Dans un écrit de jeunesse, Karl Marx qualifiait le diplôme comme « baptême bureaucratique du savoir ». Au fond, c’est un peu dans cet esprit iconoclaste et démystificateur qu’on peut lire cet ouvrage de deux sociologues qui ont beaucoup travaillé sur le sujet. L’école française si ardemment glorifiée aussi bien à gauche qu’à droite (où on est surtout dans la reconstruction d’une école ancienne soi-disant « la meilleure du monde ») met-elle vraiment au premier plan les savoirs et les compétences alors que la fonction sélective reste prédominante, avec une sacralisation de la certification par le diplôme et un règne de la « méritocratie » dans lequel c’est un peu « malheur aux perdants ». Plus d’école, plus d’égalité des chances, plus de jeunes diplômés, réclame-t-on de part et d’autre.
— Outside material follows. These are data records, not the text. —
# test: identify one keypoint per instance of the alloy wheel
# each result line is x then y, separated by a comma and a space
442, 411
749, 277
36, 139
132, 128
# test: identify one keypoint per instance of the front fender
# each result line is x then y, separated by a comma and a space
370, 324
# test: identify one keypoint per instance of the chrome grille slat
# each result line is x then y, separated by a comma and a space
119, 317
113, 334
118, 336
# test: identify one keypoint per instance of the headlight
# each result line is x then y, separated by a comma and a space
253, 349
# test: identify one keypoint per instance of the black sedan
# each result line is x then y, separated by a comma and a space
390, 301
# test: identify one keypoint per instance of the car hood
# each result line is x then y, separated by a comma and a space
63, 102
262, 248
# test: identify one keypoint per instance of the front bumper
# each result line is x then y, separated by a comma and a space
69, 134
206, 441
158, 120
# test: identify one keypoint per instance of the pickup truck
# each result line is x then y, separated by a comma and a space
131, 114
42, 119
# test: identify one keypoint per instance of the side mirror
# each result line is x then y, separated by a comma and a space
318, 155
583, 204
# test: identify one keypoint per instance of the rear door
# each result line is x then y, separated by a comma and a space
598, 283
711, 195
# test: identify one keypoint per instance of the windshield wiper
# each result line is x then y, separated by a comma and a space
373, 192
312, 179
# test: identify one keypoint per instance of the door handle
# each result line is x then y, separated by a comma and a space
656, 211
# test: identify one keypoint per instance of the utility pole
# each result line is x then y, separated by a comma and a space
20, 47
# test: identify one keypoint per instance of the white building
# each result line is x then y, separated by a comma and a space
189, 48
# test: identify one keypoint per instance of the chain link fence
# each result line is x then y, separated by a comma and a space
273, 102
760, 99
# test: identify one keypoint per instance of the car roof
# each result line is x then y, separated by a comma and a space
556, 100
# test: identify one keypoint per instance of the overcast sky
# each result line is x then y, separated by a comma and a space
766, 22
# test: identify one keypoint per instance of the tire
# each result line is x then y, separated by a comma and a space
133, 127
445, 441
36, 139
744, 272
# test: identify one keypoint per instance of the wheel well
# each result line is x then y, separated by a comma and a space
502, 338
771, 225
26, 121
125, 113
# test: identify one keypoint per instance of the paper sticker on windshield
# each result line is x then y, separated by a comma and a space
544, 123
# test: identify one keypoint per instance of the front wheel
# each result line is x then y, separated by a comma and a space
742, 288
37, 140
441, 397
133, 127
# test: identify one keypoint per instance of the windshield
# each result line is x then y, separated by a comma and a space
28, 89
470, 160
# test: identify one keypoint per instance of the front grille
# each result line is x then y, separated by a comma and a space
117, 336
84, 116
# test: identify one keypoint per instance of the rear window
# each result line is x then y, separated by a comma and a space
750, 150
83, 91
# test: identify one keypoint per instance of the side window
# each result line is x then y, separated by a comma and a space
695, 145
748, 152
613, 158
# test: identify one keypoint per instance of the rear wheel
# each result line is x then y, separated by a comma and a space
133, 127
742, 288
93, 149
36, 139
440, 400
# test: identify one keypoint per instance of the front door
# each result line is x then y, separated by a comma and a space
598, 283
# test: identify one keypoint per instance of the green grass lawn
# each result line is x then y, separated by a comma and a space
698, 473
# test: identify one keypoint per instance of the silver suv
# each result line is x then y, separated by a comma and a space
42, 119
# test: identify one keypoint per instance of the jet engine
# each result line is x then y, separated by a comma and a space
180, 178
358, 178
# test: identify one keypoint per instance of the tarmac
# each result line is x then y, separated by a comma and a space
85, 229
Et s’il fallait revenir à l’impitoyable réquisitoire de Ivan Ilitch dans les années 70.
Bien sûr, l’ouvrage est bien plus nuancé. Il ne s’agit pas de nier tout ce que l’éducation formelle et son ouverture à un public de plus en plus large a apporté. Mais comme il est dit dans l’introduction : « la scolarisation intense affaiblit d’autres modes de socialisation et d’apprentissage, parce qu’elle affecte les valeurs et les compétences émanant du travail lui-même, parce qu’elle engendre nécessairement des tensions et de nouvelles inégalités ». On charge trop l’école d’un côté, mais on lui donne une importance démesurée, laquelle peut engendrer rancœur et ressentiment chez ceux qui ne réussissent pas le parcours académique qui est le seul qui vaille vraiment dans notre société. Les auteurs sont bien conscients qu’il y aurait une lecture paresseuse de leur livre comme « apologie de la soumission de l’école aux seuls besoins de l’économie et comme un renoncement à l’éducation elle-même »
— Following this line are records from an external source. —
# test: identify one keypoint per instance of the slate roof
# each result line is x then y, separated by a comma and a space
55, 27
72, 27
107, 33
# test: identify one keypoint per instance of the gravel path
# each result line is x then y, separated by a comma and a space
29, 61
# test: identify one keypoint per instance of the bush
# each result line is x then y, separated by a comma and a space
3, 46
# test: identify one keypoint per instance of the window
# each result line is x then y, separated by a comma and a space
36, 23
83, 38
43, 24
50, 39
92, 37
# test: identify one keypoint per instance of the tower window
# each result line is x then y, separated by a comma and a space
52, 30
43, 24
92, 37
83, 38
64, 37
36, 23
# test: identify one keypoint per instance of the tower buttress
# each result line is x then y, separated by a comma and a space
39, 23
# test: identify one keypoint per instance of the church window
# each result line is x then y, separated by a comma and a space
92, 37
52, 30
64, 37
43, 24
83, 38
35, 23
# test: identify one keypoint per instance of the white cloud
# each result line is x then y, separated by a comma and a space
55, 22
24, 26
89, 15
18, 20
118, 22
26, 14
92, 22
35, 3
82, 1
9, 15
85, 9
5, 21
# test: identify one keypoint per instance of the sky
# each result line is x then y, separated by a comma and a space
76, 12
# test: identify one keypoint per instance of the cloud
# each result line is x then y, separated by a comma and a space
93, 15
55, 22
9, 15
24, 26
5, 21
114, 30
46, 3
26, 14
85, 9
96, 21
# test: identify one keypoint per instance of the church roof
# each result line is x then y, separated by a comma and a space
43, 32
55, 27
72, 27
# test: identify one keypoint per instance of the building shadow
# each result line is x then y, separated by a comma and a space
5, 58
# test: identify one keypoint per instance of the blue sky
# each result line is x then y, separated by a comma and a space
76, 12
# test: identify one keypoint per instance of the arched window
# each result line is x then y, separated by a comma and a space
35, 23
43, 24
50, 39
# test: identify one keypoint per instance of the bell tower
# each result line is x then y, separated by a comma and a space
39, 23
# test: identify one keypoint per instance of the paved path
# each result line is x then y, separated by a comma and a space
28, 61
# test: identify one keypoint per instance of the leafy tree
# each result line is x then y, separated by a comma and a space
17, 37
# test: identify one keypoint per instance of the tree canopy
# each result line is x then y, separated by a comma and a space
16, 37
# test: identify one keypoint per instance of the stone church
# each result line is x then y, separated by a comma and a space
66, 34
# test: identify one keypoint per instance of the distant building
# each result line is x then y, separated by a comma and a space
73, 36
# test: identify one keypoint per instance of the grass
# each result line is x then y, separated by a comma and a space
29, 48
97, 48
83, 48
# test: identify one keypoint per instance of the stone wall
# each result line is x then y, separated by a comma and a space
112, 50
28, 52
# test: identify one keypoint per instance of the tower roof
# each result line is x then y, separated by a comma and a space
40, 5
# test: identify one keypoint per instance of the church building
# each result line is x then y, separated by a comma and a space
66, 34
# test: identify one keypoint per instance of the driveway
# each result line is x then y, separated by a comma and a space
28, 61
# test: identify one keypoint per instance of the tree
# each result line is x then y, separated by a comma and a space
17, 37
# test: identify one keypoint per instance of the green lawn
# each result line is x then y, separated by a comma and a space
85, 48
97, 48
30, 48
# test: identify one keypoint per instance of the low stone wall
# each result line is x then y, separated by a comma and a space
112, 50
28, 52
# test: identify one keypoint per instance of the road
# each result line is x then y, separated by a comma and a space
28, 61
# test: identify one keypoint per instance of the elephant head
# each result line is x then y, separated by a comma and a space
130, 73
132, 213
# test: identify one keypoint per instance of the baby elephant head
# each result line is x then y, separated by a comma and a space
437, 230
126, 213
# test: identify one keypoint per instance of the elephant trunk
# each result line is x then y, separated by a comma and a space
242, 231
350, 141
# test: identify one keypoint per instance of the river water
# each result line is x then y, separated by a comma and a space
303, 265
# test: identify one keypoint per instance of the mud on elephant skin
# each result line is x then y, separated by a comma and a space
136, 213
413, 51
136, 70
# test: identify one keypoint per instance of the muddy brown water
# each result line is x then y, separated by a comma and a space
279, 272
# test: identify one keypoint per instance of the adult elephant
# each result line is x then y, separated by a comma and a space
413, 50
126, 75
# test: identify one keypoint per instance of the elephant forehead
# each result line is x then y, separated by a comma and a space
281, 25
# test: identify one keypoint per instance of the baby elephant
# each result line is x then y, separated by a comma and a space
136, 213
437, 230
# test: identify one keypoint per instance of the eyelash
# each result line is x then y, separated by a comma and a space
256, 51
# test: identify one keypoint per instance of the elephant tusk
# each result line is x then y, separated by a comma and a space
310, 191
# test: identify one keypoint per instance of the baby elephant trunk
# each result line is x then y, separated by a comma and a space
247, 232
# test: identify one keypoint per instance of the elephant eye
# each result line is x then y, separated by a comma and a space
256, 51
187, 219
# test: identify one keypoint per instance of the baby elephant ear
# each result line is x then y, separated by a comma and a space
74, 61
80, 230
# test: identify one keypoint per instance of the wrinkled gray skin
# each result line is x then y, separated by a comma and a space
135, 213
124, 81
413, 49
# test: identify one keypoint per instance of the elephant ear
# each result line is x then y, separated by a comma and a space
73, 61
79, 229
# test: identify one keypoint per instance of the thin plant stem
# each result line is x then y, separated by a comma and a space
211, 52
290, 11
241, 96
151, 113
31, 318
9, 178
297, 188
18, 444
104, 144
Dans un premier chapitre, les auteurs questionnent le postulat selon lequel massifier signifie forcément démocratiser l’accès au savoir. Les inégalités sont d’une certaine façon repoussée plus loin dans le parcours, mais elles restent fortes et de fait les élèves de milieux favorisés reçoivent davantage d’aide publique que les élèves de milieu populaire, contrairement à une idée courante. Et ce qui intéresse les auteurs, c’est de savoir ce qui est réellement acquis et qui permettra ensuite une insertion dans la société sous plusieurs aspects : professionnel, social… » La quantité- la longueur des études- ne peut compenser la qualité-ce qu’on a appris ».
Un second chapitre s’intitule malicieusement « s’éduquer plus pour gagner plus ? » et montre combien il n’y a pas forcément adéquation entre diplôme et maitrise de compétences essentielles dans la vie (notamment les soft skills, les compétences psycho-sociales) ni entre diplôme élevé et emplois. D’ailleurs, dans certaines Grandes Ecoles, une fois passée la sélection par le concours, on va souvent apprendre autrement, de manière moins académique (cas de HEC par exemple).
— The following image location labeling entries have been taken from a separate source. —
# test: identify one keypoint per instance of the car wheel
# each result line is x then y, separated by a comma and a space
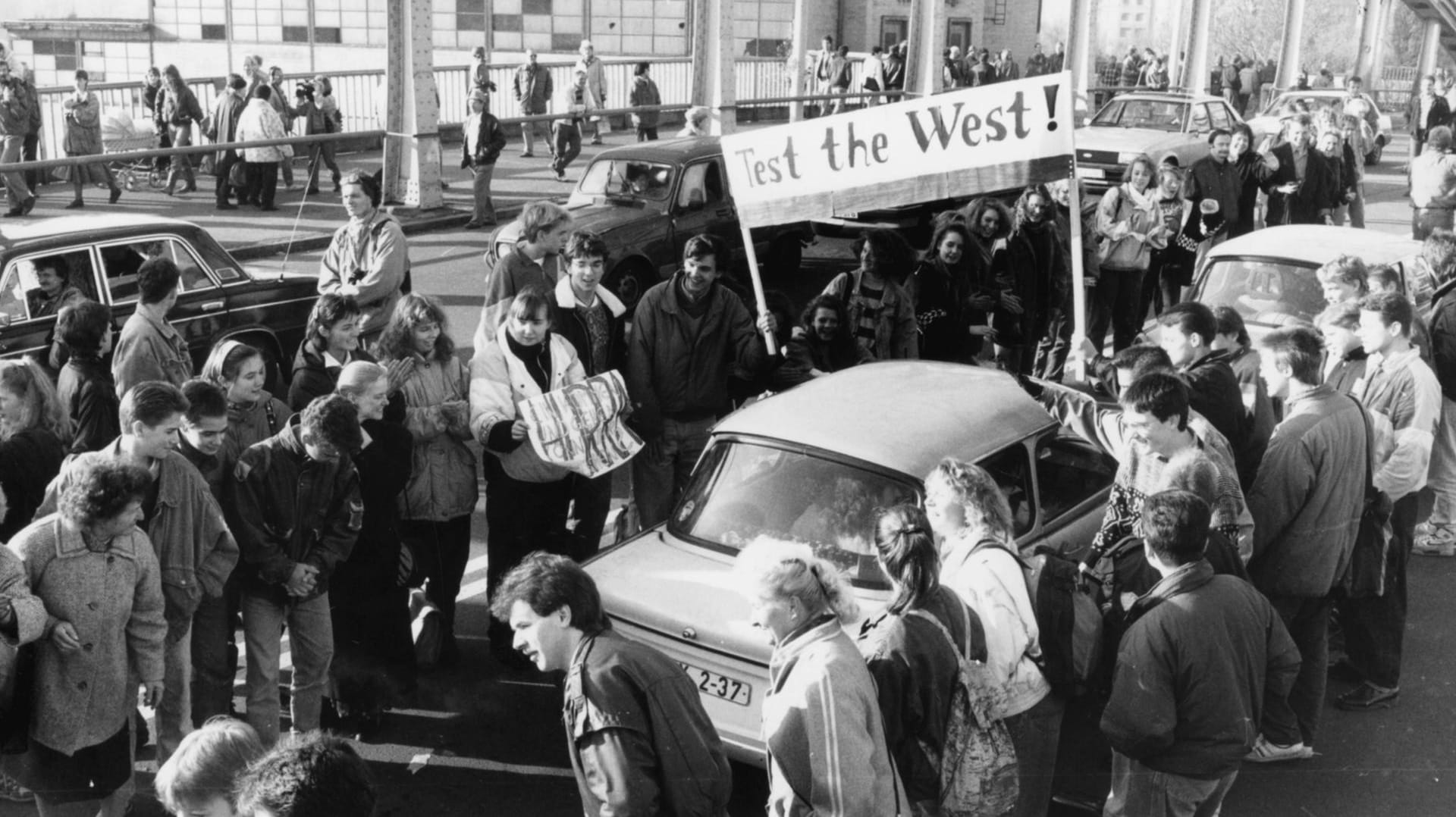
1373, 158
631, 280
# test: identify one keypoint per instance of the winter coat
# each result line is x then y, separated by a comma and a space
915, 671
114, 600
373, 258
30, 459
1308, 497
568, 322
82, 126
444, 472
821, 724
644, 92
990, 581
532, 89
638, 736
259, 121
194, 546
289, 509
89, 396
149, 350
679, 365
896, 333
1193, 673
500, 383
Les auteurs analysent ensuite ce que peut être cette « emprise scolaire » à l’heure du numérique et des réseaux sociaux et de la difficulté pour les enseignants de maintenir un rapport au savoir classique. Et l’obsession du diplôme fait aussi que les « anticipations d’utilité écrasent toutes les autres motivations ». L’irruption des cultures juvéniles dans l’école déstabilise les rapports entre les élèves et l’institution. Plutôt que de l’envisager sous un angle purement négatif, ne faudrait-il pas la prendre en compte davantage, s’y intéresser plus en tout cas.
Le chapitre « vainqueurs et vaincus » est important : il explique pourquoi tant de « passions tristes » (titre d’un livre de François Dubet, expression empruntée à Spinoza) se répandent chez ceux qui n’ont pas réussi à l’école et peuvent se sentir « méprisés ». L’emprise scolaire, du coup, finit par affaiblir les démocraties » en ne tenant pas ses promesses. A l’égalité des chances dont on réclame seulement qu’elle soit davantage « pure et non faussée », les auteurs opposent l’idée de solidarité, mise à mal par l’idéologie méritocratique.
Les deux derniers chapitres ouvrent des pistes pour le développement d’une école réellement commune mais aussi pour faire en sorte qu’on puisse aussi apprendre ailleurs qu’à l’école. Pour bien montrer que la critique de l’omnipuissance de l’école ne va pas ici dans une orientation « droitière », le plaidoyer est fort pour l’école commune, mise à mal récemment par la mise en place des groupes de niveau en collège et l’abandon de l’ambition du socle commun. « L’école commune doit garantir le niveau exigé des élèves qui seront les moins chanceux ou les moins bons ». Et qu’on ne dise pas que cela ne peut se faire que par un amoindrissement des exigences, de la même façon que le développement de compétences diversifiées n’implique nullement un renoncement aux savoirs. Mais il faut que l’école prenne davantage en compte les diverses manières d’apprendre, et une école républicaine digne de ce nom doit opposer au « séparatisme », la fraternité.
Par ailleurs, tout ne doit pas se jouer à l’école, il convient de « multiplier les voies de formation » tout le long de la vie. Cela va de pair cependant avec un combat pour la revalorisation du faire et pour donner du sens au travail. « Se polariser sur les seules politiques scolaires pour réduire les inégalités sociales risque de détourner des politiques sociales et économiques »
En conclusion, les auteurs en appellent à la réflexion, mais aussi au courage politique pour secouer les conformismes et imaginer à la fois une autre école et une autre place de l’école dans la société.